Today, on Holocaust Memorial Day, it’s business as usual at most British secondary schools, with the vast majority not marking it at all. They have decided that two-and-a-half years after the worst modern massacre of Jews, it’s time to let bygones be bygones.

Before the atrocities of 7 October 2023, 2,000 out of the UK’s 4,000 secondary schools marked the commemorations. By 2025, that number had fallen to just 854. It is likely to have fallen even further today. And so arrives yet another signal that when faced with a stand-off between the only democracy in the Middle East and the forces of jihad, too many in Britain have plumped for the latter.

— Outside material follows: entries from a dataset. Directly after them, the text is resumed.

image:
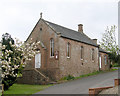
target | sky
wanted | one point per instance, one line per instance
(18, 17)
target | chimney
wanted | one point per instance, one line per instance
(80, 28)
(95, 41)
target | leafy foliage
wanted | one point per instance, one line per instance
(109, 44)
(14, 55)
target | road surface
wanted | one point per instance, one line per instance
(82, 85)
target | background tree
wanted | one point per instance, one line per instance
(109, 44)
(14, 56)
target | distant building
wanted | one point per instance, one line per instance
(63, 52)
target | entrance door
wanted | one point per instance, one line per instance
(38, 60)
(100, 64)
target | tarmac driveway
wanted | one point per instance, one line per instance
(82, 85)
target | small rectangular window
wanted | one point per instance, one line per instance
(68, 50)
(93, 54)
(52, 47)
(105, 60)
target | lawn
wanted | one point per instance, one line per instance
(25, 89)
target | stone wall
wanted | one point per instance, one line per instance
(74, 65)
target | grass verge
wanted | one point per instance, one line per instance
(25, 89)
(69, 77)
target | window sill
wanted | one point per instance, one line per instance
(68, 57)
(51, 56)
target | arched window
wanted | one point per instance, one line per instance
(82, 52)
(105, 60)
(52, 47)
(68, 50)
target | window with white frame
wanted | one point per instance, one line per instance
(93, 53)
(68, 50)
(82, 52)
(51, 47)
(105, 60)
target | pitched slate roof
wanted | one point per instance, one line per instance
(71, 34)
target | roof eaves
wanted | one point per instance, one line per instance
(80, 41)
(51, 27)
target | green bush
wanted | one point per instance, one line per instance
(116, 65)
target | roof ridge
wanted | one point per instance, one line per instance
(71, 34)
(60, 25)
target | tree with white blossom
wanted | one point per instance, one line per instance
(14, 55)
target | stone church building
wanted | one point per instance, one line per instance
(63, 52)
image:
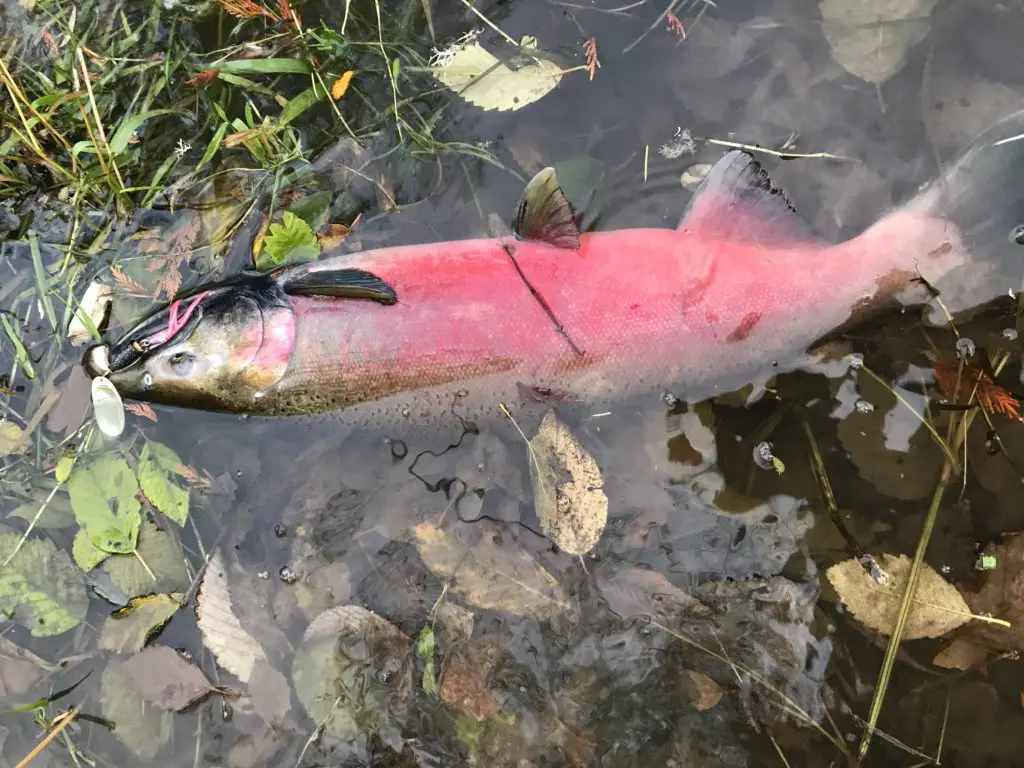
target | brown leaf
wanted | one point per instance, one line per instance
(937, 606)
(233, 648)
(140, 409)
(489, 576)
(567, 488)
(960, 654)
(163, 678)
(705, 691)
(465, 683)
(126, 283)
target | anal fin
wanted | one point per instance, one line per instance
(545, 214)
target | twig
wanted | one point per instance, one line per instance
(59, 723)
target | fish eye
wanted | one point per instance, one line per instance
(182, 363)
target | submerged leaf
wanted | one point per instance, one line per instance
(163, 678)
(567, 488)
(706, 692)
(10, 437)
(489, 577)
(351, 668)
(40, 588)
(130, 628)
(102, 495)
(141, 728)
(871, 38)
(291, 242)
(86, 554)
(936, 608)
(483, 81)
(161, 553)
(233, 648)
(157, 466)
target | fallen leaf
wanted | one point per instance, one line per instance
(10, 438)
(157, 467)
(162, 553)
(94, 306)
(130, 628)
(871, 38)
(102, 495)
(270, 693)
(140, 409)
(141, 728)
(483, 81)
(631, 591)
(351, 670)
(998, 592)
(706, 692)
(162, 677)
(937, 606)
(465, 683)
(233, 648)
(339, 86)
(960, 654)
(489, 577)
(40, 588)
(334, 237)
(567, 488)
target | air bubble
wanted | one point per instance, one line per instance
(763, 455)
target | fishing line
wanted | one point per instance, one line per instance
(540, 300)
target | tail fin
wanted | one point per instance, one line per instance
(982, 196)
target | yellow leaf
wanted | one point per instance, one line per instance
(339, 86)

Let’s not be coy: if it hadn’t been for 7 October, many schools would still be marking the Holocaust. As Golda Meir famously remarked: ‘The world hates a Jew who hits back. The world loves us only when we are to be pitied.’ That’s always been our dirty little secret and, with their strategy of human sacrifice, the jihadis have taken full advantage of it. Hamas may have been defeated by the IDF in Gaza, but it seems to have won a different war in Britain.

In some ways, there is not one Jew but two. The first is the one who embodies the spirit of the Zionist, by which I mean not the ‘settler colonialism’ that our enemies have so cynically projected upon the word, but the instinct to throw off the shackles of victimhood and fight.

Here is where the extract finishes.